Let $A_0=A>0$ and let $$dA_t = (rA_t - x)dt + \sigma dB_t,$$ where $B_t$ is standard Brownian motion and $r,x$ and $\sigma$ are positive constants. Let $T= \inf \{ t: A_t = 0 \}$ and $$G(A)=\Bbb{E}[\exp(-rT)].$$ How do I find the function $G$? I think \begin{equation} rG(A)=(rA-x)G'(A)+\frac{1}{2}\sigma^2G''(A). \tag{*}\label{eq:1} \end{equation} Is this correct? Is there a closed-form solution? Clearly, $G(0)=1$. It should also be true that $\lim_{A \to \infty}G(A)=0$.
Also, it should be true that $G'(A)<0$ at all $A>0$. This would mean that $G''$ does not change sign, and so $G$ must be strictly convex. Thus, $G'$ is strictly monotone in $A$ going from some unknown negative number $G'(0)$ to $0$ as $A$ goes to infinity.
One way to try and solve \eqref{eq:1} could be to change the independent variable to $G'$. If we denote $G'=\frac{dG}{dA}$ by $M$, we have $$\frac{dA}{dM} = \frac{1}{G''}=\frac{\frac{1}{2}\sigma^2}{rG-(rA-x)M}$$ and $$\frac{dG}{dM} = \frac{M}{G''}=\frac{\frac{1}{2}\sigma^2M}{rG-(rA-x)M},$$ which could be a solvable system of first-order equations.
Further, if we denote $rG-(rA-x)M$ by $S$, we can transform the above system in $(A(M),G(M))$ into a system in $(A(M),S(M))$ with $$\frac{dA}{dM} =\frac{\frac{1}{2}\sigma^2}{S}$$ and $$\frac{dS}{dM} =r\frac{dG}{dM}-r\frac{dA}{dM}M - (rA-x)=- (rA-x),$$ where we have used $\frac{dG}{dM}=\frac{\frac{1}{2}\sigma^2M}{S}=\frac{dA}{dM}M$. This system should be solvable by separation of variables.

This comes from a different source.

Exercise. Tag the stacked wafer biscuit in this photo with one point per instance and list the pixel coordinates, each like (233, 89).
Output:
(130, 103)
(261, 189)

In particular, we have $$ S=C\exp\left(-{\frac{\frac{1}{2}rA^2-xA}{\frac{1}{2}\sigma^2}}\right), $$ which can be verified by differentiation. The constant of integration $C$ satisfies $C=r+xM(0)$, where $M(0)=G'(0)$ is the slope of $G$ at $A=0$.
I think I should be able to integrate $S$ to recover $M$ and then integrate $M$ to recover $G$, but I'm stuck.
Any help with this problem will be very much appreciated. Thanks!